L’intérêt de ce texte est effectivement, beaucoup moins dans les solutions envisagées que dans la prise de conscience dont il témoigne. Il s’agit de la prise de conscience de l’universalité de la crise, du caractère d’inéluctable effondrement qui la caractérise (autodestruction), notamment avec l’identification très correcte du fondement de la politique d’agression expansionniste (Libye, Syrie) comme politique d’“activation du chaos” sans autre but que ce chaos comme facteur d’autodestruction du Système, effectivement “chaos destructeur”. (Cela justifie, par exemple, que Panarine, tout en identifiant implicitement l’Europe comme un des moteurs de cette politique d’activation du chaos, fasse appel à cette même Europe pour le projet eurasien : il comprend bien que la mécanique en marche est une production du Système, dont l’Europe est dans ce cas la prisonnière, et le projet eurasien devient alors une proposition de libération faite à l’Europe.)

Il s’agit ensuite de la réalisation également correcte que la véritable puissance se trouve aujourd’hui dans le système de la communication, et l’une des utilisations étant l’“agression psychologique” par diffamation mécanique et robotisée.

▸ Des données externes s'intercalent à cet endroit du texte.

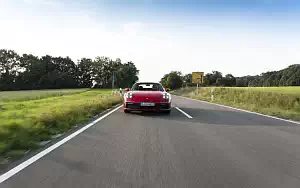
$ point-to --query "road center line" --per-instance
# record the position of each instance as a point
(183, 112)
(36, 157)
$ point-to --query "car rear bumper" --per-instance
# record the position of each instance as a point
(130, 106)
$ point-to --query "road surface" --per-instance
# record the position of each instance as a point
(217, 147)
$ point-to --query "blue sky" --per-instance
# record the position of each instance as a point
(238, 37)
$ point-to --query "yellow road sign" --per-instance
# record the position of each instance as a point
(197, 77)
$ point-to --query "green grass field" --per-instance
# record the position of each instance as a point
(282, 102)
(6, 96)
(29, 117)
(282, 90)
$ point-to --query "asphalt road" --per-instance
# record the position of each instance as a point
(217, 147)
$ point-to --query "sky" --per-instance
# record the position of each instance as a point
(240, 37)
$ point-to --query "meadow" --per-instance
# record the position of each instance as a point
(29, 118)
(283, 102)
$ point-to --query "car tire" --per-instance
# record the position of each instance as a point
(167, 112)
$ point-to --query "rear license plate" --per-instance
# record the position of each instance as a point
(147, 104)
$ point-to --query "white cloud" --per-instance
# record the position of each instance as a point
(155, 49)
(42, 2)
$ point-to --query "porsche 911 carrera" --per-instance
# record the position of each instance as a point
(147, 96)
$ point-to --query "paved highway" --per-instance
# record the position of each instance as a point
(214, 147)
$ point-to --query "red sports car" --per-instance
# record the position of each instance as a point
(147, 96)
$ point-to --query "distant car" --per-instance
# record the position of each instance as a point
(147, 96)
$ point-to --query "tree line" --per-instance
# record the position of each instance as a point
(28, 72)
(289, 76)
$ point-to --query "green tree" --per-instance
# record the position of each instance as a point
(9, 68)
(173, 80)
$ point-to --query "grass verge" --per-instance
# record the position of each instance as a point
(280, 104)
(7, 96)
(25, 124)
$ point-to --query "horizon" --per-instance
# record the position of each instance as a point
(242, 39)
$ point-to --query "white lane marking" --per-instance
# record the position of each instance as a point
(33, 159)
(183, 112)
(273, 117)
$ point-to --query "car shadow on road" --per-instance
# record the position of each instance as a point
(217, 117)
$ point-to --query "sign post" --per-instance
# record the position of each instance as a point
(197, 78)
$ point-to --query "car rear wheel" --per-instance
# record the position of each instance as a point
(167, 112)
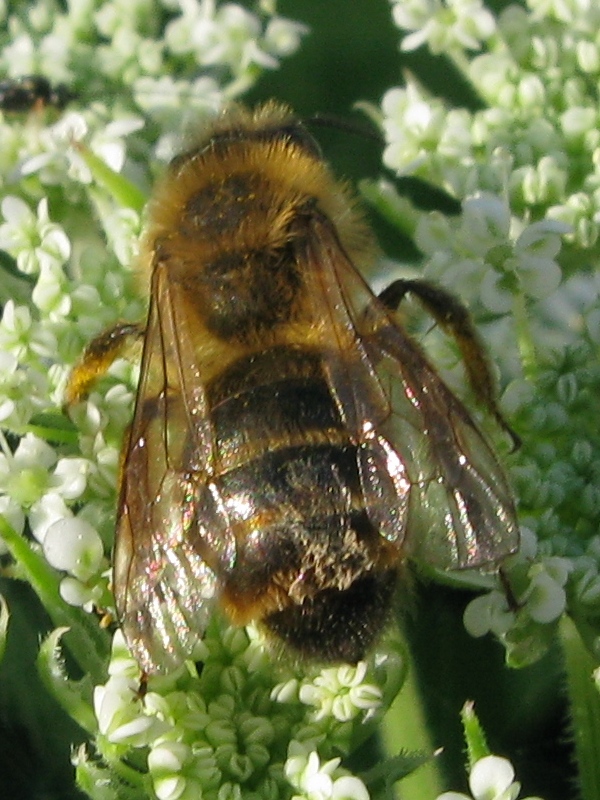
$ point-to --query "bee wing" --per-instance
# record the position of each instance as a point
(163, 581)
(453, 507)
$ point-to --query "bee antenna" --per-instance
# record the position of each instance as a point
(341, 124)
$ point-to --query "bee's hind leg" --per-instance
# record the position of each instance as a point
(98, 356)
(454, 318)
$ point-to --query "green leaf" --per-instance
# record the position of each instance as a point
(477, 746)
(74, 696)
(88, 644)
(125, 193)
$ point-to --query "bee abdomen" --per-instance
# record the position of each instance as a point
(289, 484)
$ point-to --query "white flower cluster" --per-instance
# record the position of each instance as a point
(536, 141)
(227, 727)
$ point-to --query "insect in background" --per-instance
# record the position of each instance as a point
(33, 92)
(291, 446)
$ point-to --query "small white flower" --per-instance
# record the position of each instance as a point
(121, 716)
(32, 238)
(491, 778)
(341, 692)
(72, 545)
(313, 780)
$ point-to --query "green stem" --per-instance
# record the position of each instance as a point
(524, 337)
(584, 702)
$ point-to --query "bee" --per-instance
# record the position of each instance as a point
(31, 92)
(291, 447)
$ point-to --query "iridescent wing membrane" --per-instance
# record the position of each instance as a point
(454, 508)
(164, 584)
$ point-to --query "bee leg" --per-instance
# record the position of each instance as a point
(97, 358)
(455, 320)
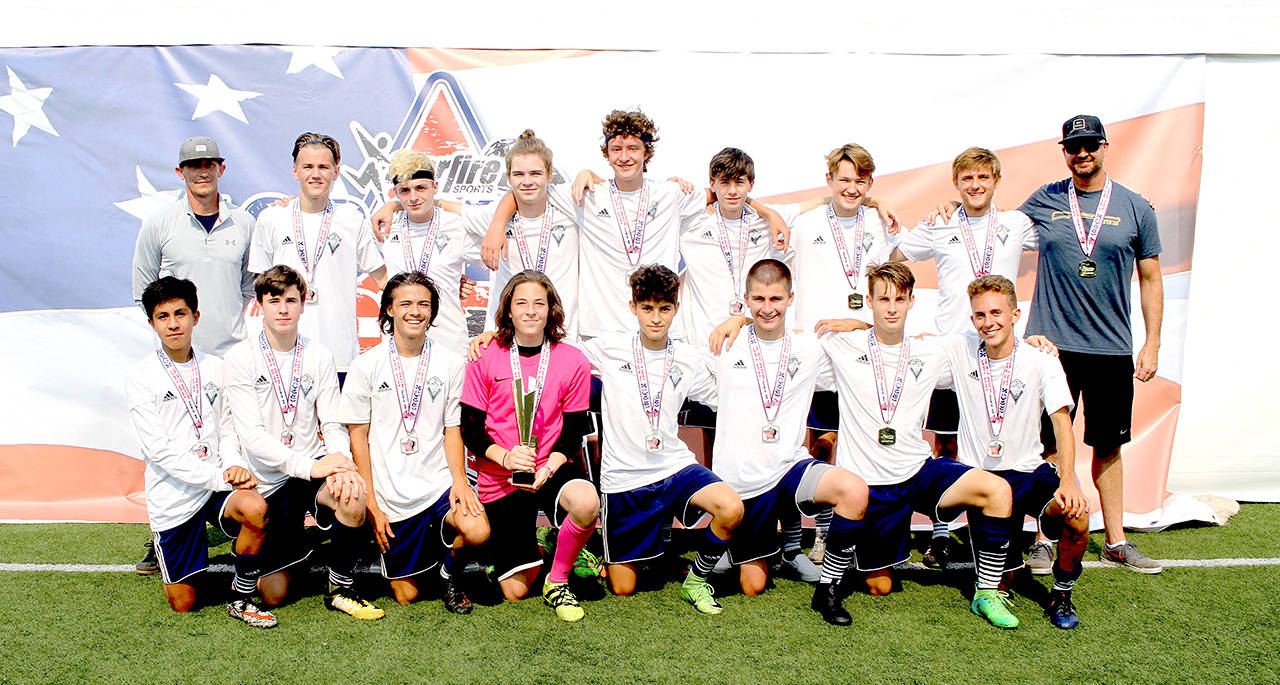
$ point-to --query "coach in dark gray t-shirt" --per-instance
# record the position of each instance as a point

Là aussi, le Système parle et anime les créatures qu’il a soumises, au sein du bloc BAO. Il s’agit enfin de la réalisation que seul le facteur de la spiritualité a une chance d’élever l’esprit pour lui permettre de résister à cette “agression psychologique”, voire de contre-attaquer. (Encore une fois, prendre “spiritualité” pour une valeur intellectuelle dans le sens le plus large, et pas une seconde comme une valeur religieuse, même si telle ou telle Église peut y jouer un rôle.)

Bien entendu toutes ces observations seront aussitôt dénoncées selon la dialectique-Système habituelle (“anti-démocratique”, “obscurantisme”, “système policier”, “censure”). Mais il n’y a là rien à craindre et rien à perdre ; cette dialectique-Système est déjà en mode maximal d’attaque («foreign media aggression.»), et les idées de Panarine, sans doute répandues dans la direction russe, ne procureront aucune force supplémentaire à ses attaques ; et même le contraire : sans doute pourraient-elles servir à découvrir les vraies raisons de l’attaque de la dialectique-Système par diffamation, à savoir la recherche du chaos pour son but d’autodestruction.

Nous sommes loin de pouvoir juger ces idées et ces propositions comme décisives, simplement parce qu’il s’agit d’une tâche qui dépasse la seule analyse rationnelle. Mais nous leur accordons intuitivement une importance incontestable. Nous constatons qu’elles témoignent de la conscience de plus en plus claire de la forme eschatologique de la crise, et de son schéma purement maléfique de destruction de la civilisation, d’autodestruction ; nous constatons, sans surprise bien entendu, que cette conscience-là est très vive en Russie ; nous constatons enfin que l’année 2012 est une étape importante dans le développement de l’“eschatologisation” des évènements temporels (y compris ceux qui sont dans les normes institutionnelles, comme les élections présidentielles). 2012 se confirme de plus en plus comme “l’année métaphysique” envisagée.